Multicore and Parallelism: Catching Up
It’s a new day when parallelism is essential for speeding up everything
By Jonathan Erickson
David Bader is Executive Director of High-Performance Computing in the College of Computing at Georgia Institute of Technology and author of Petascale Computing: Algorithms and Applications.
Q: David, you’ve been actively involved with multicore and parallelism since the early 1990s and the rest of the computing world seems just now catching up. Any idea of why it’s taken so long?
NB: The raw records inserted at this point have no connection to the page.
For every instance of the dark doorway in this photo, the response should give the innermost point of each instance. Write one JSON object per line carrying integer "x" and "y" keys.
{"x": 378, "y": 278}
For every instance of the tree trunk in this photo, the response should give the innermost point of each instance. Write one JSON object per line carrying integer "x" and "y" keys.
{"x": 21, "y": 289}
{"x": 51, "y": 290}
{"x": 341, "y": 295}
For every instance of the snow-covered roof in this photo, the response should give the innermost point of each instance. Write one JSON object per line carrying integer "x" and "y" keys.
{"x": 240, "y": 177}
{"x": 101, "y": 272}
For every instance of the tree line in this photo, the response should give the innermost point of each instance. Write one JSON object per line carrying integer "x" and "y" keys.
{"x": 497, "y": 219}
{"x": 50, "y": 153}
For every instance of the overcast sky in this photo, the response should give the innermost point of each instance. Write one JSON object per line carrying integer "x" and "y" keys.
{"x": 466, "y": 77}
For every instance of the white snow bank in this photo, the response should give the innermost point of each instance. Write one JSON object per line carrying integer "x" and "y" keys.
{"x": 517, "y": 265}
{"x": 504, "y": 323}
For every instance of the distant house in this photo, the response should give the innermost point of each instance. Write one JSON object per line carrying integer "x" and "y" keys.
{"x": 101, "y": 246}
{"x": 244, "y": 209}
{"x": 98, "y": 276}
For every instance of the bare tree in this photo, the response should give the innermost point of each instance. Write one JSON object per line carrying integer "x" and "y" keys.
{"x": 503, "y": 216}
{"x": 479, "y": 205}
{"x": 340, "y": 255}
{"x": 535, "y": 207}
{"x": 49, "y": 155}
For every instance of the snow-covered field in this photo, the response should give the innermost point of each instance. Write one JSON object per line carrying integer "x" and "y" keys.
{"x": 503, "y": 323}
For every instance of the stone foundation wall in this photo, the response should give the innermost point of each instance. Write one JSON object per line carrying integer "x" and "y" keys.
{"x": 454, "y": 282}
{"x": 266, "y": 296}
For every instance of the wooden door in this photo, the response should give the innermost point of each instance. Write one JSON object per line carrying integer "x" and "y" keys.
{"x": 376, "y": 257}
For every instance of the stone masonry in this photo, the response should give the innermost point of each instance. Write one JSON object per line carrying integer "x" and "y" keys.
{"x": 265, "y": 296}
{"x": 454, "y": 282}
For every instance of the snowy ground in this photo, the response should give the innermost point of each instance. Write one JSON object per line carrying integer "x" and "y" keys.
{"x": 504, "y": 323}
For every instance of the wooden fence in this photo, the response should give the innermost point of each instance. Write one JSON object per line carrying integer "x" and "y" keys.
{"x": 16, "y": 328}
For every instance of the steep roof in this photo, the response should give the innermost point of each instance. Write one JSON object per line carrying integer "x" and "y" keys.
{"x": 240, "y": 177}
A: Overnight the computing world has changed, and we are starting a new day when parallelism is essential not just for solving grand challenge applications in science and engineering, but for speeding up everything: our 3G cellphone apps, our desktop spreadsheets and office productivity tools to our web browsers, media players, and Web services. Over the past few decades the parallel computing community, which has been a niche from academia, industry, and national labs, has performed a terrific job of harnessing massive parallelism to solve fundamental science questions in areas such as climate prediction, renewable energy, and molecular dynamics, as evidenced by the first petascale computing systems with phenomenal capabilities. The Los Alamos Roadrunner system harnesses thousands of IBM Cell Broadband Engine heterogeneous multicore processors, the same line of PowerPC processor in the Sony PlayStation 3, to solve some of our nation’s most critical energy and material science problems. Oak Ridge’s Jaguar Cray XT5 supercomputer also broke through the petascale record and is the world’s most powerful supercomputer today for science. The parallel processing community magnificent successes over the past several decades have gone mostly unnoticed by the masses, because we’ve been able to inject our new technologies into mainstream computing unbeknownst to the user. Processors have employed astonishing amounts of parallelism using superscalar microprocessors and pushed the limits of instruction-level parallelism, and systems have employed accelerators ubiquitously from floating-point math units to graphics processors (GPUs). The end user could continue to write her sequential algorithms, and the responsibility for exploiting the implicit concurrency was assumed by the architecture, compiler, and runtime systems. We could maintain this illusion and exploit concurrency at a fine-grain within the system in order to achieve the speedup scaling with Moore’s Law that everyone has come to expect.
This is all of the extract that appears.